Les plus récents travaux sociologiques sur ce groupe religieux méconnu et sous-analysé sont ceux de Moussa Khedimellah (1997-2005). Chercheur et disciple de Farhad Khosrokhavar, d'Alain Touraine et de Marc Gaborieau, il mène pendant dix ans une étude approfondie (2001-2011) avec le suivi de la carrière religieuse de 250 militants et militantes en France et en Europe.
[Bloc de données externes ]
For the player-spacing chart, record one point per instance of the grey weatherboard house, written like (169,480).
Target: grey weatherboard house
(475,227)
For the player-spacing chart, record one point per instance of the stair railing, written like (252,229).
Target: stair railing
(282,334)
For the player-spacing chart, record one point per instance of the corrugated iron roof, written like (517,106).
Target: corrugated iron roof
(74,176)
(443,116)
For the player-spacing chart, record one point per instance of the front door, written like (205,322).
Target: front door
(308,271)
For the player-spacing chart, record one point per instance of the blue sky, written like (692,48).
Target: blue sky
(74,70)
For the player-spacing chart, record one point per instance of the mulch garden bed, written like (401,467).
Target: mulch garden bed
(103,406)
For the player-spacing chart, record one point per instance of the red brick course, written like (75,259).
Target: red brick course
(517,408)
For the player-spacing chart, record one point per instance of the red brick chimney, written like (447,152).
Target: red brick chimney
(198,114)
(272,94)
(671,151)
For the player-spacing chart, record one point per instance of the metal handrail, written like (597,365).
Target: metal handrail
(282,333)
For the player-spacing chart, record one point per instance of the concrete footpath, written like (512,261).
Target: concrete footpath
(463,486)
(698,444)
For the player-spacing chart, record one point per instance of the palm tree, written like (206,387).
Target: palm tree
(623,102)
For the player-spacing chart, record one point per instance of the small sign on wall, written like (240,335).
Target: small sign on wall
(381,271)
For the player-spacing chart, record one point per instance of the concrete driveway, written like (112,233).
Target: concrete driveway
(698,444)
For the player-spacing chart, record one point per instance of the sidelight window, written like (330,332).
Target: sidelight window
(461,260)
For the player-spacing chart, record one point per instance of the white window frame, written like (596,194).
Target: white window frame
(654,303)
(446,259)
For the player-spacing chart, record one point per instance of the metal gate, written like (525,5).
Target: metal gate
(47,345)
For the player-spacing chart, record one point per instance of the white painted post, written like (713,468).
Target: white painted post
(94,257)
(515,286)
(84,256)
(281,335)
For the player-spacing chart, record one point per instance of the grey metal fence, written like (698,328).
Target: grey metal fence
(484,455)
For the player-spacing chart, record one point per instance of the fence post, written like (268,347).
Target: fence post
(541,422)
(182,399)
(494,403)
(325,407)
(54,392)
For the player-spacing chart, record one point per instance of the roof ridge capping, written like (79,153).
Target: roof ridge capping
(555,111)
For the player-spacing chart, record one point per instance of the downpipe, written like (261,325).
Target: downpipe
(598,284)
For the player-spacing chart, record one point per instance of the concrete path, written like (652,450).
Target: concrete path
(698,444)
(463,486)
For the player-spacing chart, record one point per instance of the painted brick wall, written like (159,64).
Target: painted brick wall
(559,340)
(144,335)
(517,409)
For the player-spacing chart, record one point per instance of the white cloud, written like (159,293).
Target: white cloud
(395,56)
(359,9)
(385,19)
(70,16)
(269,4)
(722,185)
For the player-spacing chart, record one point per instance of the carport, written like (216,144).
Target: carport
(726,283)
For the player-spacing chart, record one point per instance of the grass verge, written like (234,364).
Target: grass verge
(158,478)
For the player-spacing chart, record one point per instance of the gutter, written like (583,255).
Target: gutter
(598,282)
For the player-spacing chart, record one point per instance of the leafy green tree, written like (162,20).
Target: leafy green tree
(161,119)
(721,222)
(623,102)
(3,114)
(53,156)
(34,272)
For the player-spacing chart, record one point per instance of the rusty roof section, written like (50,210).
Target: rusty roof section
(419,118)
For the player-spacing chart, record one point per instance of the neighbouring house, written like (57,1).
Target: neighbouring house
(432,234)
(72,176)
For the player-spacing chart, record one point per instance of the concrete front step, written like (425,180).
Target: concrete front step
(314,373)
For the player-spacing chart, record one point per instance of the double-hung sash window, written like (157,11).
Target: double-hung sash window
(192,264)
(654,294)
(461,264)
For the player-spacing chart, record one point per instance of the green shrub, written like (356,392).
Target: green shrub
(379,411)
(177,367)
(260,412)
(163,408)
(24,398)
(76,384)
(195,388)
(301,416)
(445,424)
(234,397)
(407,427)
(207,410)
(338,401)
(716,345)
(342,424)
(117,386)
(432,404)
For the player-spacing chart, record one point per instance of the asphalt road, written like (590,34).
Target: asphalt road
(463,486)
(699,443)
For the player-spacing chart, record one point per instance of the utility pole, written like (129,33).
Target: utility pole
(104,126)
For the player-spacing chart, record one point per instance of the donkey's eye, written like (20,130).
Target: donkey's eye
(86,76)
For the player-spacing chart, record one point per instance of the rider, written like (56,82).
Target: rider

Son travail de mémoire de DEA[14] est une plongée anthropologique sur l'ensemble des aspects sociaux, économiques, religieux de cette fraternité élective qui a joué selon lui « un crypto-catéchisme islamique » dans l'ensemble de la communauté de migrants et fils de migrants, majoritairement d'origine rurale, en France, et issus du monde musulman depuis les années 1960.

Ces tablighis, selon son article du journal Le Monde des débats, ont joué un rôle crucial et fondamental dans la prédication et la réorganisation des communautés musulmanes durant les Trente Glorieuses en Grande-Bretagne, en France, en Belgique, en Italie ou en Allemagne. « Ce groupe minoritaire d'intensité religieuse », selon l'expression de Jean Séguy, est reprise à son compte pour y mettre en évidence la logique sectaire autant de que celle de la réorganisation interne du soi qui retrouve un barycentre dans des univers frappé d'anomie.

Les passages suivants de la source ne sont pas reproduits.